Dem Rekurs kann nicht beigepflichtet werden. Das Berufungsgericht hat zutreffend den Sachverhalt hinsichtlich des Entstehens der Zollschuld der Bestimmung des § 174 Abs. 3 lit. c ZollG unterstellt, weil Verfahrensgegenstand - sowohl im gegenständlichen Rechtsstreit als auch in dem nach der Beschlagnahme des LKW anhängigen Zollverfahren der "unerhoben gebliebene Betrag" (§ 174 Abs. 3 lit. c ZollG) war. Der "unerhoben gebliebene Betrag" könnte eine - vom Kläger bezahlte - Zollschuld des Beklagten sein, falls dieser es war, der durch unrichtige Angaben bewirkte, daß der LKW unter Festsetzung desgeringeren Zollbetrages ausgefolgt wurde. Entgegen der Meinung des Rekurswerbers richtig hat das Berufungsgericht auch erkannt, daß die Zollhängigkeit des LKW nach § 46 Abs. 4 ZollG durch die seinerzeitige Ausfolgung erloschen ist (vgl. Manhart - Fuchs, Das Österreichische Zollrecht[2], Anm. 12 zu § 46 ZollG). Durch die Beschlagnahme (§ 25 Abs. 2 ZollG) des Fahrzeuges beim Kläger trat eine neuerliche Zollhängigkeit (§ 46 Abs. 2 ZollG) ein, die wiederum durch die Ausfolgung nach Bezahlung des "unerhoben gebliebenen Betrages" im Sinne des § 46 Abs. 4 lit. a ZollG erloschen ist.

Zu bemerken ist aber folgendes:

Ein öffentlich-rechtlicher Anspruch kann auch durch eine Legalzession nach § 1358 ABGB in seinem Wesen nicht geändert, mithin nicht zu einem privatrechtlichen Anspruch umgewandelt werden, weshalb der Geltendmachung eines derartigen öffentlich-rechtlichen Anspruches die von Amts wegen wahrzunehmende Unzulässigkeit des Rechtsweges entgegenstunde. Die Klagsbehauptungen lassen sich jedoch dem § 1042 ABGB unterordnen (vgl. Nr. 13 und 14 zu § 1042 ABGB MGA[30]), und das Begehren nach § 1042 ABGB ist auch dann im Rechtsweg geltend zu machen, wenn die gesetzliche Verpflichtung des Beklagten zu dem Aufwand öffentlich-rechtlicher Natur ist (SZ 8/97; SZ 19/144; SZ 24/59).

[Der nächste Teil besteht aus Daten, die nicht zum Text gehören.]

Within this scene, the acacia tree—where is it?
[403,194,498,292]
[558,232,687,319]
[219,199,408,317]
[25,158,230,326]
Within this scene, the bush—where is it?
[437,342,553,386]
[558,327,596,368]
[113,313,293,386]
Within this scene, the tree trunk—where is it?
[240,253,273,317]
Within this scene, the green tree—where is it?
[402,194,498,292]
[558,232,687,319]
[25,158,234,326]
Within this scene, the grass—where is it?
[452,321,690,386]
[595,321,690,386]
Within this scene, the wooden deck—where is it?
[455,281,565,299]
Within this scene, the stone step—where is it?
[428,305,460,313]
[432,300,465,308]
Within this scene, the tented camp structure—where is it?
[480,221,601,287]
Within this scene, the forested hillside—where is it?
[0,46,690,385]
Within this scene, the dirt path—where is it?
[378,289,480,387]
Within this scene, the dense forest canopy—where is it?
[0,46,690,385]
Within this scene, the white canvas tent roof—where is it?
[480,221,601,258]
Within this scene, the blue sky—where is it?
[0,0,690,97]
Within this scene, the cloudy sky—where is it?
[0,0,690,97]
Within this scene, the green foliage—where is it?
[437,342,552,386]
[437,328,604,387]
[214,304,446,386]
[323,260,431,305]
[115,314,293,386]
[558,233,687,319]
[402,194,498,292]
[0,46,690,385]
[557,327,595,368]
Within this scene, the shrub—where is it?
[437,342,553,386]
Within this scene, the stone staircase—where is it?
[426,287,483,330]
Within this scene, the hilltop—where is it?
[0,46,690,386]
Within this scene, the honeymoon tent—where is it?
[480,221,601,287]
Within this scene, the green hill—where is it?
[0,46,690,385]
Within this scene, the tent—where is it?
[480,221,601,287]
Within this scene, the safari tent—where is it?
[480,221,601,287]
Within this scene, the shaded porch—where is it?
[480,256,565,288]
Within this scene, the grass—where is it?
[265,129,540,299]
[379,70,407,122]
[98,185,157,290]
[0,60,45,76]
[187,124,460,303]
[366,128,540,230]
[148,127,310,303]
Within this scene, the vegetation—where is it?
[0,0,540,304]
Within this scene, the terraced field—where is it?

Dabei verschlägt es nichts, daß im vorliegenden Falle auf Grund der zollrechtlichen Bestimmungen reine Sachhaftung besteht, weil die interne Auseinandersetzung der beteiligten Zollschuldner nach § 896 ABGB zu erfolgen hat. Diese Fälle unterliegen übrigens der 30jährigen Verjährungszeit.

An Hand dieser rechtlichen Beurteilung erweisen sich aber die Feststellungsgrundlagen des Ersturteils als ergänzungsbedürftig, weshalb der OGH der vom Berufungsgericht beschlossenen Aufhebung zur Verfahrensergänzung und neuerlichen Entscheidung nicht entgegentreten (Fasching IV, 414; SZ 28/29 u. a.) und dem Rekurs daher kein Erfolg beschieden sein kann.